Morto a 93 anni Saadi Yassef, catalizzatore e attore della battaglia di Algeri

Il 10 settembre è morto Sadi Yassef, il leader rivoluzionario che ha combattuto il dominio francese in Algeria negli anni ’50 e poi ha lanciato – e ha agito – “La battaglia di Algeri”, il famoso film del 1966 di Gillo Pontecorvo sulla lunga lotta contro il colonialismo. ad Algeri, la capitale. Aveva 93 anni.

Sua figlia, Zafira Yassef, che ha confermato la morte, ha detto di avere problemi cardiaci.

Il signor Yassef è stato coinvolto nei movimenti di opposizione quando era ancora un adolescente e nel 1954 si è unito al Fronte di Liberazione Nazionale, la principale organizzazione nazionale durante la guerra per l’indipendenza. La guerra durò dal 1954 al 1962 e si concluse con la liberazione del paese dalla Francia.

Divenne comandante militare dell’organizzazione ad Algeri nel 1956, ordinando bombardamenti e altri attacchi di guerriglia fino alla sua cattura da parte dei paracadutisti francesi l’anno successivo nella parte della città conosciuta come la Kasbah.

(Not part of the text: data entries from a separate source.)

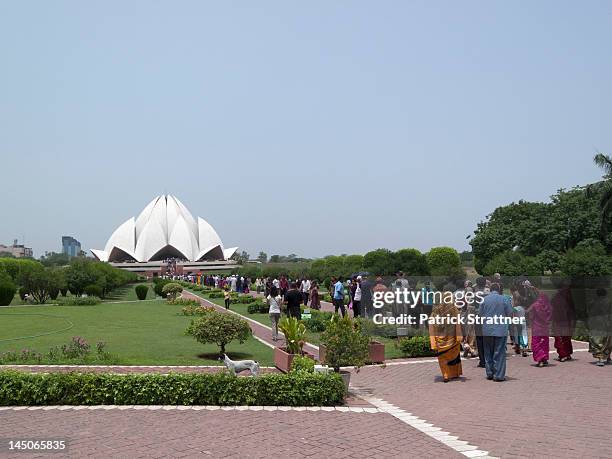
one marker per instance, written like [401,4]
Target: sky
[312,128]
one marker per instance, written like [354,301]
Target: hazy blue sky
[309,127]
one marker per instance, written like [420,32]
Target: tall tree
[604,162]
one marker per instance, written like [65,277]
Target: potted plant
[345,345]
[295,334]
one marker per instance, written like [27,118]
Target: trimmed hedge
[141,291]
[416,346]
[293,389]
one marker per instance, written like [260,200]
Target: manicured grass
[392,350]
[140,333]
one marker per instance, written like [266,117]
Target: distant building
[70,246]
[18,250]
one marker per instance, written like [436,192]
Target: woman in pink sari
[564,321]
[540,313]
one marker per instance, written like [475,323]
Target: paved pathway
[564,410]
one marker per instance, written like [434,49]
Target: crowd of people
[540,316]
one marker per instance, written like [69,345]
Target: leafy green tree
[443,261]
[379,262]
[220,329]
[604,162]
[40,282]
[412,262]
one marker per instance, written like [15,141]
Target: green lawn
[145,333]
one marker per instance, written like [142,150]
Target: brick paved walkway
[220,434]
[564,410]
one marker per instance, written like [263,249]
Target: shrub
[345,344]
[219,328]
[79,301]
[442,260]
[184,302]
[93,290]
[295,334]
[292,389]
[171,290]
[318,321]
[22,293]
[301,363]
[54,293]
[7,289]
[158,285]
[416,346]
[196,311]
[141,291]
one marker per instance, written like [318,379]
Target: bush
[346,345]
[141,291]
[416,346]
[219,328]
[93,290]
[158,285]
[295,334]
[442,261]
[293,389]
[79,301]
[184,302]
[171,290]
[7,290]
[318,321]
[301,363]
[22,293]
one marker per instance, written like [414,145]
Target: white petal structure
[164,229]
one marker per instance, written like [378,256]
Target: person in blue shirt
[495,334]
[338,295]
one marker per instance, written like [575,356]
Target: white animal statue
[241,365]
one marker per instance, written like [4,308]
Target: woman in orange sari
[445,338]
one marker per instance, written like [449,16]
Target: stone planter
[283,360]
[376,352]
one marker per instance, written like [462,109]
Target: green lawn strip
[141,333]
[392,350]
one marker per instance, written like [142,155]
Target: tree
[171,290]
[40,282]
[411,262]
[379,262]
[219,328]
[55,259]
[604,162]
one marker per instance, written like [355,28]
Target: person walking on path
[540,315]
[445,338]
[315,301]
[274,301]
[338,296]
[305,287]
[495,308]
[293,299]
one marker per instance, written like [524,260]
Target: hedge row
[293,389]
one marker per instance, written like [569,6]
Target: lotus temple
[166,232]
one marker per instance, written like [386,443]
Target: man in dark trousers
[293,300]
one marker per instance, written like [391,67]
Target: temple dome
[164,229]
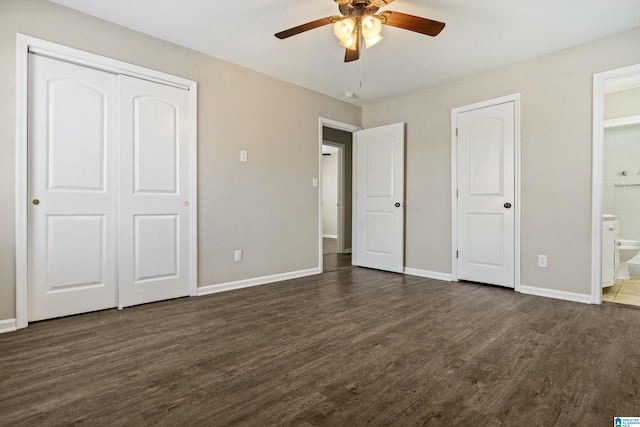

Sentenza di morte.

Ha detto al Sunday Herald di Glasgow, in Scozia, nel 2007, “Mentre ero in prigione, le esecuzioni venivano sempre eseguite all’alba, quindi quando ho visto il sole avvicinarsi alle sbarre della prigione, sapevo che avrei vissuto un altro giorno. Ma ero certo che lo farei. giustiziato”.

Charles de Gaulle, eletto presidente della Francia nel 1958, alla fine liberò Yassef. Questo ha iniziato un capitolo completamente diverso nella vita di Mr. Yasef. Mentre era in prigione, scrisse Souvenirs de la Patay Algeri (“Memorie della battaglia di Algeri”), il suo resoconto di una parte particolarmente violenta della guerra dei tre anni.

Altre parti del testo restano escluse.